Manuel Nobre, do Sindicato dos Professores da Zona Sul, concorda que o aumento da escolaridade “disfarçou” a questão, mas não a resolveu. Em sua opinião, “o problema não é só do Alentejo, mas reflete uma realidade que é de todo o País, e, em particular, do interior”, e que resulta das “políticas erradas” que têm sido seguidas.
“Em 2002 o investimento na educação era de 5,8 do PIB; em 2018 foi apenas de 3,7”, denuncia Manuel Nobre, tentando mostrar o “desinvestimento” nesta na área que “é preciso inverter”, nomeadamente, repondo os serviços públicos que foram eliminados (CTT, GNR, juntas de freguesia, serviços de finanças, etc.) e “contribuíram para o despovoamento destas regiões”. Josefa Lopes afina pelo mesmo diapasão. “Fecharam muitas escolas, principalmente, do 1.º ciclo, prejudicando seriamente as pequenas comunidades”.
Maria Filomena Mendes, professora da Universidade de Évora, com doutoramento em Demografia e Sociologia, diz que esta realidade “agora é difícil de contrariar”. “No caso do Baixo Alentejo tem havido alguma recuperação, mas a redução foi tão grande que mesmo atingido uma taxa de natalidade de 2,1 [aquela que permite a substituição de gerações] não irá ser suficiente”, conclui. É que “desde os anos 80 que as gerações são menores”, e, nos últimos anos, a saída de casais jovens para o litoral ou para o estrangeiro “veio agudizar o problema”.
Para a investigadora, a solução pode passar pela imigração, mas também (ou acima de tudo) por “uma política de incentivos à fixação de jovens, que tem de ser equacionada e ser efetiva, de forma a motivar os jovens casais que estão no litoral a regressarem, e os que cá estão a permanecer”.
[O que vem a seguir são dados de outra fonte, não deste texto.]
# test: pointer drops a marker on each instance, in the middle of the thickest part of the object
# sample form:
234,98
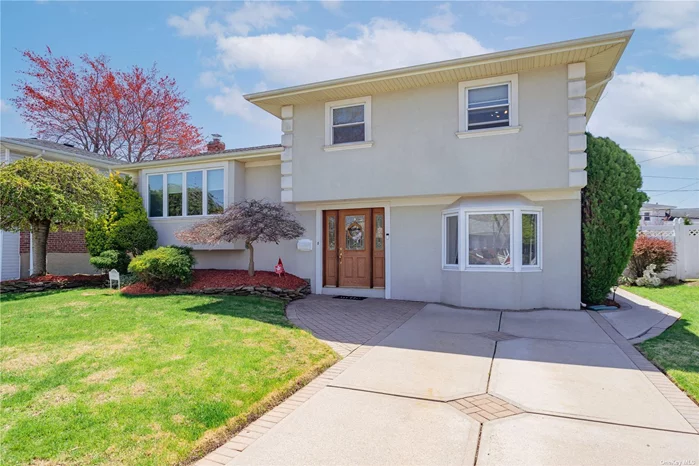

MENOS PROFESSORES, FUNCIONÁRIOS E ESCOLAS
A quebra do número de professores, desde a pré-primária ao secundário, entre 2008/09 e 2017/18, foi de 31 147, um valor que Josefa Lopes considera não estar em “conformidade com a redução do número de alunos”, e que Manuel Nobre corrobora. “Em 10 anos perderam-se 16 por cento dos docentes”. Isto aconteceu porque, segundo os sindicalistas ouvidos pelo “DA”, as escolas foram concentradas em mega agrupamentos, esquecendo as escolas de proximidade, houve um aumento do número de alunos por turma, e um aumento da carga horária dos professores.
Luísa S., professora do primeiro ciclo há 26 anos num pequeno agrupamento escolar do Alentejo, considera que “toda esta situação cria uma insegurança e uma instabilidade profissional e pessoal nos professores”. “Desde o ano 2000 que se tem assistido ao encerramento de muitas escolas do primeiro ciclo. Esse encerramento era inevitável, uma vez que os alunos precisam de pares para crescer social, afetiva e pedagogicamente. Por outro lado, as aldeias veem-se privadas das suas crianças perdendo toda a alegria e energia dos miúdos”, diz. Receando que “professores que estão integrados há muitos anos”, de repente, se possam ver na eminência de “terem de começar tudo de novo”.
Quanto ao segundo e terceiro ciclos, a questão é mais preocupante devido ao reduzido número de alunos e, consequentemente, de turmas, o que a médio/longo prazo levará certamente ao encerramento de alguns agrupamentos que serão absorvidos por outros maiores. “Este afastamento irá reduzir o tempo que estes jovens têm para si: tempo para o estudo, para a brincadeira, para a prática de atividades”, conclui Luísa Sousa.
Apesar de este ano o Governo ter decidido reduzir o número de alunos por turma, nos primeiros anos de cada ciclo, Josefa Lopes diz que a medida “algum impacto terá, mas será pouco significativo”. Já Manuel Nobre defende que o Governo, “sem criar uma despesa adicional, devia reduzir ainda mais o número de alunos”, o que traria ganhos evidentes em termos de aprendizagem.